Obviously situations like Mumberjacks are different but generally the baby is their something and it's a shortening of that. It isn't a claim on parenthood.

How's my baby (granddaughter) ?
How's my baby (nephew) ?
How's my baby (God daughter)
How's my (favourite) baby?

However I know some people use "my son" to children they're not the parent of. That would annoy me. "Our kid", "come on my son!" fine, if you come from / live in the areas where that's common.

GiveMummyTheWhizzer · 19/03/2019 14:27

MIL says 'my baby' and it annoys me (I thought irrationally until this thread!). I immediately think "no he's MINE not yours". I'm prob being very unreasonable! 😂

FuzzyShadowChatter · 19/03/2019 15:03

I haven't heard anyone call them that recently and when they were little my feelings depended on who said it. As previous posters have said, it's all about context.

My in-laws, I didn't have much issue as everyone is our/my [name] at times and were pretty involved though they lived far away and medical issues made that harder as time went on. It was actually kinda nice. I would feel similarly towards close family friends doing it and would have no issues with a childminder or a similar person who saw them regularly doing it unless there were other things going on.

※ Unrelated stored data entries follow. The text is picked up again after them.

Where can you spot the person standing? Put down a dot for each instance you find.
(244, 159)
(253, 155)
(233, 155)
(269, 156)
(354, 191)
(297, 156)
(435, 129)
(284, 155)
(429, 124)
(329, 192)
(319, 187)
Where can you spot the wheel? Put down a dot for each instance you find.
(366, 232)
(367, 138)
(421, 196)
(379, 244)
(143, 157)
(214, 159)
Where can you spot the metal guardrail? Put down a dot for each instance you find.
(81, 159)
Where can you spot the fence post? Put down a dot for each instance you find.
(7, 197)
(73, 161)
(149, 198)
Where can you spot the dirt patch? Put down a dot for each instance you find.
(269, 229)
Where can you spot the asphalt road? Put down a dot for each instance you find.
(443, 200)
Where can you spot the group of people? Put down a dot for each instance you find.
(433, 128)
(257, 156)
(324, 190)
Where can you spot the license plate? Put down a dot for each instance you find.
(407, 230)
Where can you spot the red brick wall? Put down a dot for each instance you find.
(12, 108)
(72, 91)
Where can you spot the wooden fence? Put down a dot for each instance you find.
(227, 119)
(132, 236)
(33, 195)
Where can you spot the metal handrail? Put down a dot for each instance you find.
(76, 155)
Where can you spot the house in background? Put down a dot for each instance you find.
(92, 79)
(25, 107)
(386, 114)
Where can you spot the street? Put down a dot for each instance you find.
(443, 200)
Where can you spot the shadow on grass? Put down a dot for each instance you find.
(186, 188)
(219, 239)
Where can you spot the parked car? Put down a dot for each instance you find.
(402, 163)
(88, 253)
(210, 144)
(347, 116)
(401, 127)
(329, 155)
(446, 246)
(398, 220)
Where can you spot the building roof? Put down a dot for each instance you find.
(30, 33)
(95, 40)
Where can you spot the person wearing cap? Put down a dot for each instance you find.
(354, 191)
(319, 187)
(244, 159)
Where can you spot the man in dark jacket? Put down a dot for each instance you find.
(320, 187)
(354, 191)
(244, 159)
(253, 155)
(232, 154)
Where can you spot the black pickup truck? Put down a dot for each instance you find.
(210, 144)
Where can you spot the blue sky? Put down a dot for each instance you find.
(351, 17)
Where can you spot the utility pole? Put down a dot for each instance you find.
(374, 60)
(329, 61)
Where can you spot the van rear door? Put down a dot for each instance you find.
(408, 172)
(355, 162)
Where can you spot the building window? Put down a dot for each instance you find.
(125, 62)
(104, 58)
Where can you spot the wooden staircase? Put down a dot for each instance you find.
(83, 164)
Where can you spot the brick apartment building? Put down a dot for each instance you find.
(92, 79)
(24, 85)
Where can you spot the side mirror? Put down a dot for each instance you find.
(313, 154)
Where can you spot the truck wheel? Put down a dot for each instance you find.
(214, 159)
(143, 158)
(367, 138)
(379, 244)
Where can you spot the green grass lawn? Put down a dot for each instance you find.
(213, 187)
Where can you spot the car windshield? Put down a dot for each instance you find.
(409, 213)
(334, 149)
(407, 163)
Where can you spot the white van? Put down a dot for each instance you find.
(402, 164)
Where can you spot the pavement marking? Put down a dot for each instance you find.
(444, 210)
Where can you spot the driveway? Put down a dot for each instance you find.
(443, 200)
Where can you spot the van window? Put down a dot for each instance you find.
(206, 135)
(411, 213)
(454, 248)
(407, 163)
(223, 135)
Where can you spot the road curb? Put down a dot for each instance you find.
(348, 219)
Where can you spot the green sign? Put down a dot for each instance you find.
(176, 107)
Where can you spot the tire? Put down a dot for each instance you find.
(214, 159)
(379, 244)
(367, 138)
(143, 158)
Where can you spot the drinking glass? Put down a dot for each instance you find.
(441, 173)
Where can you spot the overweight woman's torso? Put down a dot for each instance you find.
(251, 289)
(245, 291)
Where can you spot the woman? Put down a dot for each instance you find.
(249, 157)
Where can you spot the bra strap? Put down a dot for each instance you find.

My family, it pissed me off and it did feel like they were trying to claim ownership and act like they were more involved than they really were - which is not at all as they've never met or even spoken with my kids and my mother was very vocal about how I shouldn't have kids even after I had them. I used to grit my teeth as I was trying to keep extending the olive branch and keep family peace, but my sister was foolish enough to do it the day after I gave birth to my youngest and I let my hormones make the choices that that and her poorly disguised attempt at getting gossip was not going to fly. While it pissed off her and our mother, it brought me a lot of relief. No regrets, that was never going to be the happy healthy family relationships I was trying to make happen.